Cuando el tipo del kiosco me dio los cigarrillos me quedé mirándolos sin poder reaccionar porque fue ahí que pensé que la información del sueño podía estar distorsionada y en realidad no eran pulpitos sino púlpitos. Porque a veces me hablaba de púlpitos lluviosos y yo sabía de qué hablaba cuando decía eso.
Me producía un dolor en el estómago pensar qué haría ella sin su púlpito lluvioso y yo tan lejos, sin mejor ocupación que unas clases de tenis.
El tipo del kiosco seguía con los cigarrillos en la mano extendida en el aire, mirándome sin sorpresa, seguro acostumbrado a mis procedimientos de adquisición de cigarrillos que variaban en un elenco siempre inédito de acciones poco prácticas para vendedores de cualquier cosa.

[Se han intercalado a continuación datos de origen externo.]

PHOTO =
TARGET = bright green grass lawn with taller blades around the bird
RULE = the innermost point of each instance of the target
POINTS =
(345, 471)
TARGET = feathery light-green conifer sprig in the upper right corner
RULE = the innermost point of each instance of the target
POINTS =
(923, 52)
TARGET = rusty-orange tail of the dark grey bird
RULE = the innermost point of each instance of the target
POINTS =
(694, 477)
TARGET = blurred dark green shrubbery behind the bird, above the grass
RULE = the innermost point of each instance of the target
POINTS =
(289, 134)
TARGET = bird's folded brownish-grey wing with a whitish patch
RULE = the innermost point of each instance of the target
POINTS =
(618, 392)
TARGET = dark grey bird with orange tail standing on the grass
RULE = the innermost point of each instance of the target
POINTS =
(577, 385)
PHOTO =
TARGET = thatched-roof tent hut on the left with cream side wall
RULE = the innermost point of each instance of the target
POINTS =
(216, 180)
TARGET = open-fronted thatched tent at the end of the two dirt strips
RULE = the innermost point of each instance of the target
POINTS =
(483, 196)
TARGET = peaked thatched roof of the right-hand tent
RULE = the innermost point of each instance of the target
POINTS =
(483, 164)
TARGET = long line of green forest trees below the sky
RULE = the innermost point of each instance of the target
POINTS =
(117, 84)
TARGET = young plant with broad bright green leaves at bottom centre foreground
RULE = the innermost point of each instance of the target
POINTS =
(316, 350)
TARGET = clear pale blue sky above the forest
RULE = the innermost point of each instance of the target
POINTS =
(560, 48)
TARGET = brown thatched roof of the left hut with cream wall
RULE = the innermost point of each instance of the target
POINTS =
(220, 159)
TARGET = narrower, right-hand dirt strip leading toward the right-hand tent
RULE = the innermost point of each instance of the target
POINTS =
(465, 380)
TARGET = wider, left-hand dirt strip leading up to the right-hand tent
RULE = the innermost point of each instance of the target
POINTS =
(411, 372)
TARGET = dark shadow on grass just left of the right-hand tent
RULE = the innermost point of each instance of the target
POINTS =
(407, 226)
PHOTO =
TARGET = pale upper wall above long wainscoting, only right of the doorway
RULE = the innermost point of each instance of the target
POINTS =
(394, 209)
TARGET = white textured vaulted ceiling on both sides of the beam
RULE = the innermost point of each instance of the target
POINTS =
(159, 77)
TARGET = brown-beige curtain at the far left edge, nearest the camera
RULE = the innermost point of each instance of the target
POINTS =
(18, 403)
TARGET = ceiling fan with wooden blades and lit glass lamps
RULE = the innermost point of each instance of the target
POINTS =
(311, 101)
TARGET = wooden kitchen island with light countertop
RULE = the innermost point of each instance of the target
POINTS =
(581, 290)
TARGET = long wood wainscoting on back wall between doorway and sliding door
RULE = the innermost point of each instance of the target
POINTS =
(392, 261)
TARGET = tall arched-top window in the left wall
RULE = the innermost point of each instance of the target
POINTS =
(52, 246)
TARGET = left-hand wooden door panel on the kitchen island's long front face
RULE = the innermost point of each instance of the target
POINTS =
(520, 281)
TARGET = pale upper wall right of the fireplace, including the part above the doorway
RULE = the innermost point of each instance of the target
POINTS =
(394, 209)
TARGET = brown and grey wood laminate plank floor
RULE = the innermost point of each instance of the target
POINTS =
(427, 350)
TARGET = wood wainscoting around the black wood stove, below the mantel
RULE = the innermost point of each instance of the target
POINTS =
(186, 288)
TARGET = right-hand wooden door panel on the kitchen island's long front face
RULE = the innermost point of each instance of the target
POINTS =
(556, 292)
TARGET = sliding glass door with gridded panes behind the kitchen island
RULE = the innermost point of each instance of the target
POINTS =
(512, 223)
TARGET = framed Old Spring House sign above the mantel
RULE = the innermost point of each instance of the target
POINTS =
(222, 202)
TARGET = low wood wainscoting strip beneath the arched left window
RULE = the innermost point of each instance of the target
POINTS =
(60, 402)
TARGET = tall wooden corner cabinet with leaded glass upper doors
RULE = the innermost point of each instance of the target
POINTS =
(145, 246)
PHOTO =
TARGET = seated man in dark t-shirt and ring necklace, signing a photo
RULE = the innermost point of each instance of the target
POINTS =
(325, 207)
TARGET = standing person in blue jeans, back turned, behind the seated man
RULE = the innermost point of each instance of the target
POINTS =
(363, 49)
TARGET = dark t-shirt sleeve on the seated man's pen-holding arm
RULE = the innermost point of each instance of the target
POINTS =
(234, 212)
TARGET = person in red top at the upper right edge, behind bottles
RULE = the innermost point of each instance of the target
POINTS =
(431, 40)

Me sonrió, habría pasado segundos, o minutos. Me hice cargo de los cigarrillos y pagué.
Me tapé la mitad de la cara con la bufanda. La lana me hacía cosquillas en la nariz.
Una mujer y una niña de unos cinco años pasaron ateridas; iban de la mano. Podía escuchar lo que decían.
-Mamá, ¿por qué acá no nieva?
-Porque no lo pagamos, hija.
La niña quedó conforme con la explicación, porque no se las oyó decir nada más. Algunas mujeres son únicas. Otras no.
La ola polar volvió a sumirme en pensamientos totalmente fuera de lugar.
Pensaba en Narcisa, en el tenue desdén de su olvido, en los días de excursión en el campo, en las veces que ella llegaba a mi casa llorando por nada y yo le decía cualquier cosa, lo que tuviera a mano para decirle en ese momento y ponía algún disco, le contaba algún dato erróneo para que ella, en su ego incurable, me corrigiera y discutiéramos tanto sobre el punto hasta que se olvidara de llorar por un día.
Pensaba todo el tiempo, era una máquina obstinada y ciega.
Debía ser algo así como síndrome de abstinencia.